Founded by Joseph and Lyman Bloomingdale, Bloomingdale’s Department Store opened in 1872 with humble beginnings on 56th St and Third Avenue in the ever-growing city of Manhattan. Unlike most fashion retailers in the late 1800s, the Bloomingdale brothers specialized in more than just one type of garment and sold a variety of European styles, the beginning of what would become a “department store.” 150 years later, Bloomingdales has 56 stores across the US and an online global presence in over 91 countries, continuing to be trend setters within the fashion industry and financially superior than their competitors with an annual revenue equal to $1.072 billion and a market share of 5.1% as of 2020.

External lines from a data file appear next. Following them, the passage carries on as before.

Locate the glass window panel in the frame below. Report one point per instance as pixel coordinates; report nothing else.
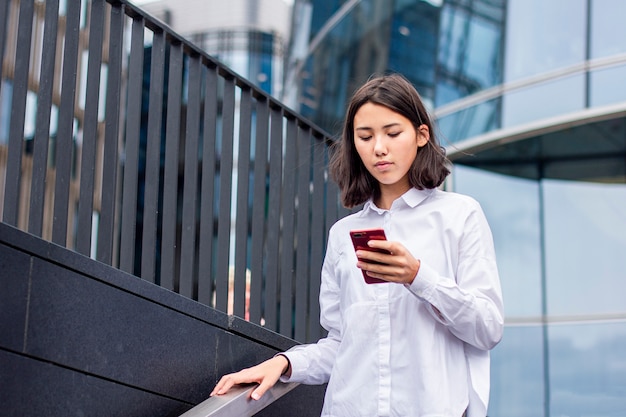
(517, 376)
(543, 36)
(588, 369)
(512, 209)
(470, 122)
(585, 234)
(604, 84)
(544, 100)
(608, 30)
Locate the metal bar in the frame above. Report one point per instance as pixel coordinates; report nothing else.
(303, 233)
(187, 286)
(65, 133)
(131, 160)
(4, 12)
(317, 239)
(42, 127)
(90, 130)
(237, 401)
(205, 263)
(18, 110)
(225, 175)
(106, 228)
(153, 159)
(258, 211)
(170, 176)
(240, 286)
(287, 247)
(273, 218)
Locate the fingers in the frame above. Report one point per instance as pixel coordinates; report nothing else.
(266, 374)
(224, 384)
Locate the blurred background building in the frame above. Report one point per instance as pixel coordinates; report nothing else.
(250, 36)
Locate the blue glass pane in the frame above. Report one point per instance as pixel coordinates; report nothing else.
(608, 31)
(512, 209)
(543, 36)
(544, 100)
(517, 374)
(588, 369)
(469, 50)
(585, 234)
(470, 122)
(604, 85)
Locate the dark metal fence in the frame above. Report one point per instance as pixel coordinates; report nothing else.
(149, 155)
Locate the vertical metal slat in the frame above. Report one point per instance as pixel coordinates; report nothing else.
(18, 109)
(4, 12)
(153, 159)
(226, 168)
(243, 178)
(259, 210)
(273, 218)
(287, 246)
(170, 178)
(205, 263)
(90, 131)
(42, 128)
(317, 237)
(190, 187)
(106, 228)
(65, 131)
(303, 235)
(131, 160)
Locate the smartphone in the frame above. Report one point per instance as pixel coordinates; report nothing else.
(359, 241)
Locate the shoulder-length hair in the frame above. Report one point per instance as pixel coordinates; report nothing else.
(430, 167)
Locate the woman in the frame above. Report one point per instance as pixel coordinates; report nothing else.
(417, 344)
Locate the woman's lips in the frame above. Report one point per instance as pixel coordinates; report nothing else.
(383, 165)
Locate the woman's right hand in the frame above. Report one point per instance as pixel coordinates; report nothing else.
(266, 374)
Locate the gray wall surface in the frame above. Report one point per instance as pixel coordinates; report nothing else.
(79, 338)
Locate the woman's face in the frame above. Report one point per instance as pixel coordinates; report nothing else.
(387, 144)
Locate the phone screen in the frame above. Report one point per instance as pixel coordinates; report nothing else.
(359, 241)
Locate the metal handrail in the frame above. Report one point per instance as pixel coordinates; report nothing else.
(237, 401)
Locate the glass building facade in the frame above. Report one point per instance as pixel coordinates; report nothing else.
(530, 99)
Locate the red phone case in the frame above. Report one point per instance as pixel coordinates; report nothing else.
(359, 241)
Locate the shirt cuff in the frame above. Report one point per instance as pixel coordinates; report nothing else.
(424, 283)
(296, 364)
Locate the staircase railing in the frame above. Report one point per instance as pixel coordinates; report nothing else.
(237, 402)
(123, 141)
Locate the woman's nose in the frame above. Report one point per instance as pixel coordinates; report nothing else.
(380, 148)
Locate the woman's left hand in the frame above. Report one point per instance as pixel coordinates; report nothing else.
(398, 266)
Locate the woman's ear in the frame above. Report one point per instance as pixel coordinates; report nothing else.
(423, 135)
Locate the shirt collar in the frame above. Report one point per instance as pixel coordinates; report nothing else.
(411, 198)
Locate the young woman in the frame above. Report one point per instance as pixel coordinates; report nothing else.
(418, 343)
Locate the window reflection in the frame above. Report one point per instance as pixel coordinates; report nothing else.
(549, 99)
(587, 369)
(607, 28)
(543, 36)
(517, 374)
(585, 241)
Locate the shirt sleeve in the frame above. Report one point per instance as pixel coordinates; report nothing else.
(470, 303)
(311, 363)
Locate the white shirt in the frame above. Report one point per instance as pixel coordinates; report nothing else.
(388, 352)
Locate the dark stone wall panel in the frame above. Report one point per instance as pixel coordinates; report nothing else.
(33, 388)
(14, 270)
(81, 338)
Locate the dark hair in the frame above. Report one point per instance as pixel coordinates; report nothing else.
(395, 92)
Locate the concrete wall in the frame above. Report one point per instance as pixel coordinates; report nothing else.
(79, 338)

With the tumultuous nature of the fashion/retail industry, many wonder how Bloomingdales has been able to stay in business and remain competitive within the market for nearly two decades. The answer lies within their marketing campaigns and advertising skills that have continuously made Bloomingdales more than just a department store but rather an entire high-fashion experience available to any American consumer. In the early 1900s, as the NYC transportation system grew, Bloomingdale's catchy slogan, “All cars transfer to Bloomingdales,” became a reality as more consumers fell in love with their unique boutiques-within- a-store approach. When print ads were no longer enough to capture consumers' attention, Bloomingdales became the stage for gala events and fashion shows in the 1940s, equipped with music, lighting and sophistication.
Among all their marketing campaigns, the most successful is undoubtedly the famous “Brown Bag.” Introduced in 1973 by Marvin Traub, the Brown Bag is one of the most remarkable marketing vehicles in the industry due to its sheer simplicity. Despite Traub leaving the store’s name off the bag completely—a radical innovation at the time that is still rarely seen today—the Brown Bag has become an iconic symbol within the fashion industry, as well as an efficient marketing tool that allows customers to identify and connect with the Bloomingdale's brand within seconds. All of these strategic marketing choices gave Bloomingdales the clout it needed to attract the top designers within the industry; Halston was one of the first to join in the late 60s, followed by Ralph Lauren in ‘67 who obtained his first breakthrough into the industry through his Bloomingdales boutique. Bloomingdales also gave early designers such as Calvin Klein and Perry Ellis a platform to succeed, developing strong relationships with the industry’s top suppliers.
Bloomingdale's strategic and innovative marketing techniques, coupled with their continuous dedication to working with influential and current designers to ensure their stores don’t fall behind the trends, has allowed their department stores to succeed despite the hardships of the retail industry. Bloomingdales has triumphantly become an icon in the fashion industry and a staple to every American consumer across the country, and will continue to be for many years to come.